In fact, the Obama For America team accrued 223 million new pieces of voter information, according to Timothy Murphy at Mother Jones. This allowed the team to identify trends and craft messages calibrated to appeal to individual voters. For example, when swing state voters joined the Barack Obama Facebook group, the campaign would follow up to ask them to knock on doors or donate to the campaign. Fundraising emails were personalized for a variety of different engagement levels, with up to eleven different variations of emails going out each time.

Marketers, take note: This ability to segment an audience and develop and deliver relevant content to each segment is clearly becoming one of marketing’s main objectives. Expertise in this arena is vital for long-term business growth.

Create a digital engagement path tailored to your specific audience segments. The journey that consumers take from awareness to purchase is now a multi-touch journey through numerous channels simultaneously. Like the Obama campaign, the most successful marketers will be those who integrate the right channels to engage users with a consistent message across that journey while making the consumers’ experience appear seamless.

Integrated digital marketing requires a deep understanding of how and where your customers engage with your brand. This means thoughtful and thorough analysis of suspect, prospect and customer behavior, even before they indicate interest in your product or service. As I wrote in this column in July, audience segmentation enables organizations to target only those customers who are actively seeking to purchase your goods or services and will be positively influenced by a marketing campaign, helping to reduce campaign costs, increase conversions, improve customer experience, increase customer lifetime value, and improve retention.

Start with content. As smartphones, tablets, apps, social media and even TV evolve to become more integrated with each other, people’s expectations for a unified informative experience are rising. Rather than “siloed” communications that treat each customer differently whether they are reading a blog post, in a store, working on their work PC or their tablet at home, companies need to deliver a consistent and relevant experience across all these channels. However, developing informative and relevant messaging across multiple platforms is a big challenge for marketers in all industries.
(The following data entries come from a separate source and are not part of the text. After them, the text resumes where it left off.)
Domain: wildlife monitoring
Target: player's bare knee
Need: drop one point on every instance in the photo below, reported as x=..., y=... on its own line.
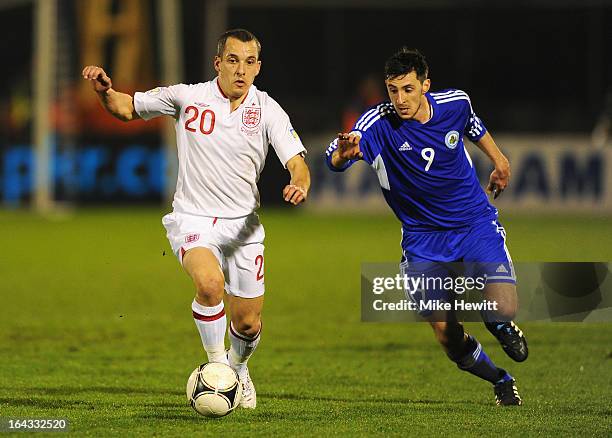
x=209, y=288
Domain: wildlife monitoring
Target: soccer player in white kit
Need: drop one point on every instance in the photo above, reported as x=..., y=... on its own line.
x=223, y=128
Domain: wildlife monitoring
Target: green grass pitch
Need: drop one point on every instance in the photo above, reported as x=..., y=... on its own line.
x=96, y=327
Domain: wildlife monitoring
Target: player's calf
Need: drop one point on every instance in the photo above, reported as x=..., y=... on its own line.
x=468, y=354
x=499, y=322
x=207, y=308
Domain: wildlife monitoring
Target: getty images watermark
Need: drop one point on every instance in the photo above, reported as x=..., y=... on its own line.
x=571, y=291
x=417, y=287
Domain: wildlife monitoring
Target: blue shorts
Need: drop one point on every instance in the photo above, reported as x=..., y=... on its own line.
x=478, y=252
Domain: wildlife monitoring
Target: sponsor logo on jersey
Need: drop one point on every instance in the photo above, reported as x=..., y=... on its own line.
x=192, y=238
x=154, y=91
x=405, y=147
x=251, y=116
x=294, y=133
x=452, y=139
x=501, y=268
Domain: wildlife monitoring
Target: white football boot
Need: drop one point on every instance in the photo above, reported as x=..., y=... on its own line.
x=249, y=396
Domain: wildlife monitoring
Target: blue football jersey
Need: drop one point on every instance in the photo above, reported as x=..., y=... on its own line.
x=424, y=170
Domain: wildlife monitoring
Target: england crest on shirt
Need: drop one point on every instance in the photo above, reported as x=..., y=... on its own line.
x=251, y=116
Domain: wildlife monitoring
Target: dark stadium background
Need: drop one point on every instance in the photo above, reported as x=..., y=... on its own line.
x=529, y=67
x=95, y=318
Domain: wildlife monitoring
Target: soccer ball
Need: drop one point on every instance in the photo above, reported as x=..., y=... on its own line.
x=213, y=389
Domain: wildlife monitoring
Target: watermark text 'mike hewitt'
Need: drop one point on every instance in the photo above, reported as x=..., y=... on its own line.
x=413, y=283
x=434, y=305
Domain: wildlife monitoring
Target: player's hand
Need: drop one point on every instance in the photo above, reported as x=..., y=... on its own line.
x=98, y=77
x=348, y=146
x=294, y=194
x=499, y=179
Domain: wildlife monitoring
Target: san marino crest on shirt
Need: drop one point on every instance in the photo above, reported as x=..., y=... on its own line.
x=452, y=139
x=251, y=117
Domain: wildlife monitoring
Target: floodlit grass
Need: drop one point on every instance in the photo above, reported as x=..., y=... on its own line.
x=96, y=327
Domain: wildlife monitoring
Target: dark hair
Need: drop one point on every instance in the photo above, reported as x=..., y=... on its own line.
x=405, y=61
x=240, y=34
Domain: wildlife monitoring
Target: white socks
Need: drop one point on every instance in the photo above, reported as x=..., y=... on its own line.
x=241, y=349
x=211, y=323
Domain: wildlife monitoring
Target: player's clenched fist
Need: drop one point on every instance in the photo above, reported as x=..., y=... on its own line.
x=294, y=194
x=98, y=77
x=498, y=181
x=348, y=146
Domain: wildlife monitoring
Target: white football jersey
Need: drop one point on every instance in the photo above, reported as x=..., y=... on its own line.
x=220, y=153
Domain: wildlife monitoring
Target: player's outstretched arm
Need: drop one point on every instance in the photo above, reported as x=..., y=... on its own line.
x=500, y=177
x=118, y=104
x=348, y=149
x=297, y=190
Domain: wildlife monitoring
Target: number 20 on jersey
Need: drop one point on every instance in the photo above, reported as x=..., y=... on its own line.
x=207, y=120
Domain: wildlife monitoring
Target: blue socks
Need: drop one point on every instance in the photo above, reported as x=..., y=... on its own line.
x=476, y=361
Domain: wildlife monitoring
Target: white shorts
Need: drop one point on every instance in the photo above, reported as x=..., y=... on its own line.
x=237, y=244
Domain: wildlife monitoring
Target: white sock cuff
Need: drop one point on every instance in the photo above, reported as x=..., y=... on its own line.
x=207, y=311
x=244, y=338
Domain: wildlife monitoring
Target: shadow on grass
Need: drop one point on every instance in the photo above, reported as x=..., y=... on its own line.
x=385, y=401
x=352, y=348
x=47, y=404
x=71, y=390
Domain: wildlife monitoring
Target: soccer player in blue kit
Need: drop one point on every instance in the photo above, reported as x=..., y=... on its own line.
x=414, y=143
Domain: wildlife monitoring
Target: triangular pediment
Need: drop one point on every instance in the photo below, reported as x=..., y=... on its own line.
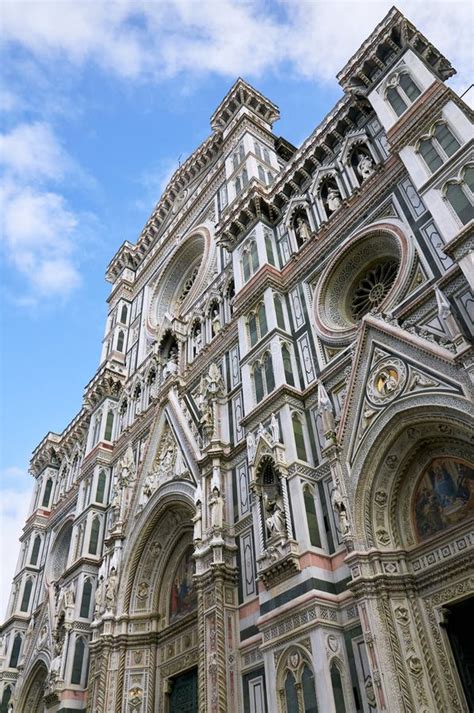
x=295, y=203
x=171, y=453
x=390, y=365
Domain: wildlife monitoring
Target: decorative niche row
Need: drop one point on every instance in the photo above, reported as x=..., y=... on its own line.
x=331, y=186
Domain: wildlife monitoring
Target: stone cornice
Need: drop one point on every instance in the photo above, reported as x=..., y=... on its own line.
x=258, y=200
x=55, y=446
x=382, y=48
x=241, y=95
x=130, y=256
x=462, y=244
x=422, y=114
x=106, y=382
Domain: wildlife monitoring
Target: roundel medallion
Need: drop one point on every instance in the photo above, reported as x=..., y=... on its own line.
x=386, y=380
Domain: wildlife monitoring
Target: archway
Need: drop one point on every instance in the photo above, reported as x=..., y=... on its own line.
x=32, y=698
x=158, y=593
x=412, y=510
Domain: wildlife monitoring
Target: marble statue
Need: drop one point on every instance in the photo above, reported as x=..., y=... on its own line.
x=302, y=228
x=111, y=589
x=334, y=199
x=274, y=515
x=365, y=166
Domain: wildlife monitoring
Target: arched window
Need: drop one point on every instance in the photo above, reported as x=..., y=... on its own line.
x=330, y=195
x=15, y=654
x=25, y=601
x=438, y=146
x=214, y=317
x=241, y=181
x=280, y=315
x=264, y=379
x=120, y=341
x=7, y=694
x=258, y=378
x=299, y=437
x=311, y=517
x=287, y=365
x=77, y=662
x=230, y=294
x=338, y=693
x=109, y=426
x=395, y=100
x=47, y=493
x=269, y=377
x=97, y=425
x=100, y=492
x=409, y=87
x=291, y=694
x=94, y=536
x=269, y=248
x=257, y=324
x=35, y=550
x=309, y=691
x=86, y=599
x=254, y=256
x=402, y=92
x=246, y=265
x=430, y=155
x=460, y=195
x=195, y=339
x=446, y=139
x=137, y=395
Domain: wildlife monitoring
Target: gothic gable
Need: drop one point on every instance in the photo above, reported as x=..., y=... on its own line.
x=389, y=366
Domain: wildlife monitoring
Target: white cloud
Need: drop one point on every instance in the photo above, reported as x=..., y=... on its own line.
x=140, y=39
x=38, y=235
x=14, y=506
x=39, y=230
x=33, y=151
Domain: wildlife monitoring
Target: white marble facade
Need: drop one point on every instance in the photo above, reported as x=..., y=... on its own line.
x=265, y=503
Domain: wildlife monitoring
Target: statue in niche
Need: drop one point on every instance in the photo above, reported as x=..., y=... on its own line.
x=215, y=320
x=171, y=366
x=275, y=520
x=302, y=230
x=69, y=602
x=197, y=339
x=197, y=521
x=111, y=589
x=216, y=505
x=334, y=200
x=340, y=508
x=251, y=446
x=126, y=468
x=210, y=388
x=275, y=428
x=99, y=597
x=387, y=381
x=365, y=165
x=215, y=384
x=55, y=667
x=183, y=592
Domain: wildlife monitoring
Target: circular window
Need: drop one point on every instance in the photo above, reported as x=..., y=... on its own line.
x=373, y=287
x=178, y=280
x=366, y=276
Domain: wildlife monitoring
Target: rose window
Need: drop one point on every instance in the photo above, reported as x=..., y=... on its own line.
x=188, y=283
x=373, y=288
x=369, y=274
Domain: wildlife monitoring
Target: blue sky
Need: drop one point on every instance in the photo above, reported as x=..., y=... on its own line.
x=99, y=102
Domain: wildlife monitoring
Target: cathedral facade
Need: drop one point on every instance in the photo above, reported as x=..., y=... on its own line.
x=265, y=502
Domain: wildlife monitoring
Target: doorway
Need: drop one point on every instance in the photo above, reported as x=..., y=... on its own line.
x=462, y=645
x=183, y=696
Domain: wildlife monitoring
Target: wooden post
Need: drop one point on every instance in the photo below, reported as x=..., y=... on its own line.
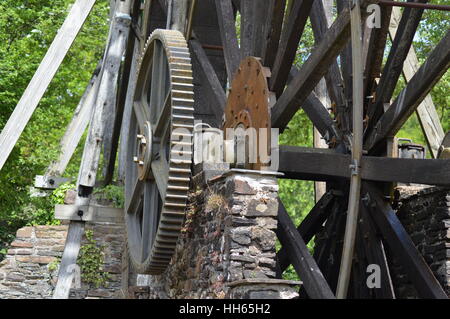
x=76, y=128
x=43, y=76
x=320, y=188
x=91, y=154
x=426, y=111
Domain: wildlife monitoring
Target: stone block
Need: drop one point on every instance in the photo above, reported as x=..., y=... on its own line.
x=25, y=232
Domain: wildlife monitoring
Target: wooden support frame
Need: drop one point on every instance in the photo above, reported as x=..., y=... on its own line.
x=308, y=227
x=426, y=111
x=314, y=68
x=412, y=95
x=315, y=284
x=89, y=213
x=313, y=164
x=401, y=244
x=43, y=76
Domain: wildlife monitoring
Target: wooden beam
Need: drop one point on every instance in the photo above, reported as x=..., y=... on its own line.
x=321, y=20
x=212, y=80
x=272, y=31
x=401, y=244
x=315, y=284
x=43, y=76
x=89, y=213
x=314, y=68
x=227, y=28
x=326, y=165
x=394, y=64
x=308, y=227
x=76, y=128
x=412, y=95
x=287, y=48
x=106, y=99
x=426, y=111
x=69, y=258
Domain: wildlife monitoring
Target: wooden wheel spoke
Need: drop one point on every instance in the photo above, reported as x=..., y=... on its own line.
x=149, y=224
x=161, y=122
x=135, y=198
x=401, y=244
x=141, y=114
x=227, y=28
x=308, y=227
x=160, y=171
x=412, y=95
x=272, y=31
x=291, y=34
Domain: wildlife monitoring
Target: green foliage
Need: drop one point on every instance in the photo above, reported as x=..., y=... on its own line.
x=27, y=28
x=91, y=261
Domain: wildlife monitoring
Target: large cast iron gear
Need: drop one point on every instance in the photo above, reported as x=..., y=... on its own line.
x=160, y=151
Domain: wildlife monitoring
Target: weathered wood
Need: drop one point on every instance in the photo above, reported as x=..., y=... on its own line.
x=76, y=128
x=413, y=94
x=106, y=98
x=128, y=109
x=227, y=28
x=314, y=164
x=426, y=111
x=49, y=182
x=287, y=48
x=318, y=113
x=375, y=254
x=69, y=258
x=394, y=64
x=308, y=227
x=304, y=264
x=43, y=76
x=89, y=213
x=313, y=69
x=212, y=81
x=401, y=244
x=321, y=20
x=272, y=31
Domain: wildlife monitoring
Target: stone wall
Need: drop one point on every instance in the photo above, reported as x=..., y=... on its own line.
x=425, y=214
x=31, y=265
x=227, y=248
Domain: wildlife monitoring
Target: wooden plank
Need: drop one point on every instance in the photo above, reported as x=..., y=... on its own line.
x=308, y=227
x=412, y=95
x=246, y=40
x=321, y=20
x=394, y=64
x=212, y=81
x=304, y=264
x=105, y=100
x=76, y=128
x=127, y=113
x=287, y=48
x=401, y=244
x=89, y=213
x=69, y=258
x=43, y=76
x=314, y=164
x=375, y=254
x=272, y=31
x=49, y=182
x=426, y=111
x=227, y=28
x=314, y=68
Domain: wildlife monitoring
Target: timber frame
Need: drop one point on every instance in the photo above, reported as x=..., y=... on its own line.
x=272, y=31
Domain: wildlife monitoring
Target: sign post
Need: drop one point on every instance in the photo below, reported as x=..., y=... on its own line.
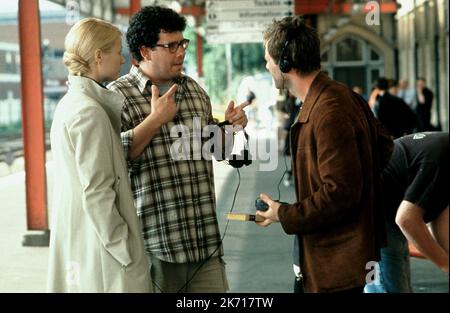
x=241, y=21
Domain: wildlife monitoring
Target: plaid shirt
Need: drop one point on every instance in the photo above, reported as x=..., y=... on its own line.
x=174, y=198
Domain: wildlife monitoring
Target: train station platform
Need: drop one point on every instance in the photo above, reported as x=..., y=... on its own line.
x=259, y=260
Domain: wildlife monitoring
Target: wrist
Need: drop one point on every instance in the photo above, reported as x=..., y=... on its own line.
x=153, y=121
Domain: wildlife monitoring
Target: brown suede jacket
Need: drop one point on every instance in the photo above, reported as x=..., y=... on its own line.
x=338, y=150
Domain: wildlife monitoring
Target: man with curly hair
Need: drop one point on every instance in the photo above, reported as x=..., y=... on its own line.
x=175, y=198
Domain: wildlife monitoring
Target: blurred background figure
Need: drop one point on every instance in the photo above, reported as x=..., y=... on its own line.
x=424, y=98
x=406, y=93
x=252, y=109
x=359, y=90
x=392, y=111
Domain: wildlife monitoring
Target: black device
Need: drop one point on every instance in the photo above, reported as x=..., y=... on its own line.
x=285, y=63
x=260, y=205
x=235, y=160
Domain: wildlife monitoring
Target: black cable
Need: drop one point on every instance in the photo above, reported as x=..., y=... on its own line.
x=221, y=240
x=284, y=174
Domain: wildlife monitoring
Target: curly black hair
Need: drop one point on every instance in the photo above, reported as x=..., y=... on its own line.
x=146, y=25
x=302, y=43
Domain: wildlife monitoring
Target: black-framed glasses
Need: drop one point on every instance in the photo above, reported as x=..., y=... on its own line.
x=173, y=46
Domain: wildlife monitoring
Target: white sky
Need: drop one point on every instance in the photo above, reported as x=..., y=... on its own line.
x=10, y=6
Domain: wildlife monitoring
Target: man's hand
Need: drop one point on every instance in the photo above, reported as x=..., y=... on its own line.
x=271, y=215
x=236, y=115
x=164, y=107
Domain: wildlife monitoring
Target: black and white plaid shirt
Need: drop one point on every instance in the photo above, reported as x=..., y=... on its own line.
x=175, y=199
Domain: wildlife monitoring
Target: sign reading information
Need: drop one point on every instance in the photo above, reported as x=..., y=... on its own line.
x=239, y=21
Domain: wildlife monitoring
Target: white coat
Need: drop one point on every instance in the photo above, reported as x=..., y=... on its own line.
x=96, y=243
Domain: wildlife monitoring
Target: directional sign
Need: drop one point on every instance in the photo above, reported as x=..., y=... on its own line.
x=237, y=21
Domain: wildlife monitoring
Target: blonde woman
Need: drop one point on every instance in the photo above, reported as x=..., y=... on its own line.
x=96, y=243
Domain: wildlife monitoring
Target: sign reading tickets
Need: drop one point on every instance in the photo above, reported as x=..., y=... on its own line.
x=241, y=21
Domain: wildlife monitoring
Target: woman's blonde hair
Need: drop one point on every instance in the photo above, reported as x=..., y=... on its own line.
x=83, y=39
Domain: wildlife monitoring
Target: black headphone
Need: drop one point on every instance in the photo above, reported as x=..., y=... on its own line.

Content marketing is gaining in popularity. Not only does it answer the needs of information thirsty customers but it is proven to enhance SERP rankings. Moreover branded content helps to generate leads, educate consumers, retain customers, and enhance brand loyalty.

According to MarketingProfs:

  • Some 86 percent of B2C marketers in North America are using content marketing, employing 12 individual tactics on average.
  • 83.5 percent of B2B marketers say they are stepping up their content marketing production over the next 12 months, up from 71 percent a year ago.
  • The most popular B2B content tactics are case studies, whitepapers and e-books, press releases, newsletters, and blogging.
  • Compared with their B2B counterparts, B2C marketers use more mobile content, mobile apps, print magazines, and print newsletters and fewer case studies, whitepapers, webinars/webcasts, and research reports.
  • A survey of 100 US corporate marketers found that total spending on branded content rose to its highest level ever in 2011: $1,913,609 per company on average.

Here are seven suggestions for implementing content marketing:

  1. Segment your audience. There are many different ways to slice and dice customer data – demographics, psychographics, behavioral patterns, purchasing habits and more. Choose the strategy that provides the most useful insight for your company.
  2. Build a messaging strategy. Once you understand your audience and have defined your goals, create messaging designed to be relevant to each particular segment.
  3. Use a variety of formats. Focus on creating a library of digital content including blog posts, newsletter articles, videos, photos, webinars, charts, graphs, e-books, podcasts, and other information that delivers value to your marketplace.
  4. Tell your story. Convey your company’s message in a compelling way by uncovering stories about your brand and how your customers are using your products and services. Telling them in an emotional and accessible way will start conversations about your company, customers, or employees.
  5. Be channel-independent. Marketers need content that can be effectively disseminated through all channels. Don’t develop content that will only work on your site, social media accounts, or blog — your customers are using them all.
  6. Make a plan. Figure out which channel it makes sense to leverage at which time with which segments and create a publishing calendar.
  7. Develop cross-platform expertise. A typical organization has experts in particular channels — social media or mobile for example — who know the customer through that channel and aren’t familiar with others. Step out of the silo and encourage channel-independent development.